Um, S2 has never been sold in USA, and there is no such thing as a 96 S4, that would be a 96 S6.


----------



## SHOstoppa (Mar 10, 2003)

*Re: New England is the Land of the Ur S Cars (PerL)*

i've only seen one urS in New England/New York in the past year of owning one myself


----------



## Sepp (Dec 10, 2002)

*Re: New England is the Land of the Ur S Cars (PerL)*


_Quote, originally posted by *PerL* »_
Um, S2 has never been sold in USA, .

True, but there are plenty of clones. Done so well, that you couldn't tell without looking up the vin #


----------



## VWVan (Feb 17, 2000)

*Re: New England is the Land of the Ur S Cars (A4Jetta)*


_Quote, originally posted by *A4Jetta* »_I have only seen 1 on the Westcoast, about 3 years ago.

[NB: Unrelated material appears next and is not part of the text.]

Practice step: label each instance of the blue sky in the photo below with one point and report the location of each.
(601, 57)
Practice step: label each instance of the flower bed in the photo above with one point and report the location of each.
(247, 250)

there is a S6 for sale in the Buy Sell right now








1995 AUDI S6, rare, manual 5 spd, no accidents, new tires, new shocks, new timing belt, new rotors, blk lthr int, silver ext, Bose audio, mint cond, runs lk new, 200,000 kms $19,500 obo


----------



## DR6 (Sep 2, 2001)

*Re: New England is the Land of the Ur S Cars (VWVancouver)*

i live in southern RI, and see the older s cars "sometimes"... my friends laywer actually drives an older s4! pretty neat stuff.


----------



## vwracer007 (Sep 7, 2004)

*Re: New England is the Land of the Ur S Cars (DR6)*

In orange,ca I have seen 3 lately and my freind has 93 in anaheim. All 92-94 s4 black, red and pearl. Also spotted a few on the way to mammoth. http://****************.com/smile/emthup.gif


----------



## DR6 (Sep 2, 2001)

*Re: New England is the Land of the Ur S Cars (livi)*


_Quote, originally posted by *livi* »_coverted coupe quattro to s2 here in bristol RI
















NOw running








CHeers
Josh

dang, how did i miss this post when i was in RI still? i would have loved to check that thing out... i dont know if that was a pic you had posted or what, but if you have more, please post! 
http://****************.com/smile/emthup.gif


----------



## sieben (Nov 23, 2002)

*Re: New England is the Land of the Ur S Cars ([email protected])*

I think I've seen 2 here...
seems like many are on the east coast (Mass, CT, NH) but I've heard of a lot in Colorado and Oregon, too....


----------



## 84cgtturbo (Apr 3, 2003)

*Re: New England is the Land of the Ur S Cars (silver30v)*


_Quote, originally posted by *silver30v* »_I think I've seen 2 here...
seems like many are on the east coast (Mass, CT, NH) but I've heard of a lot in Colorado and Oregon, too....

Colorado got most of the US alotment of UR-S6 from what I've heard before. A friend of mine here in CA has an UR-S6 and he flew to CO to get it. 
J.


----------



## Sepp (Dec 10, 2002)

*Re: New England is the Land of the Ur S Cars (84cgtturbo)*

CO is the place to have one...Great traction, heated seats, and when you modify one, you can beat a viper/mustang/etc in the high alttitudes! BTDT
Nothing pisses a Viper owner off more being beat by a 4 door car with only 5 cylinders.


----------



## sciroccohp (Jan 29, 2003)

*Re: New England is the Land of the Ur S Cars ([email protected])*

I am getting an almost S car 91 200 TQA with the 20V and I am flying from CT to CO to go get it!! New England will win!!


----------



## Sepp (Dec 10, 2002)

*Re: New England is the Land of the Ur S Cars (sciroccohp)*

Those cars are awesome.....Congrats on your new baby


----------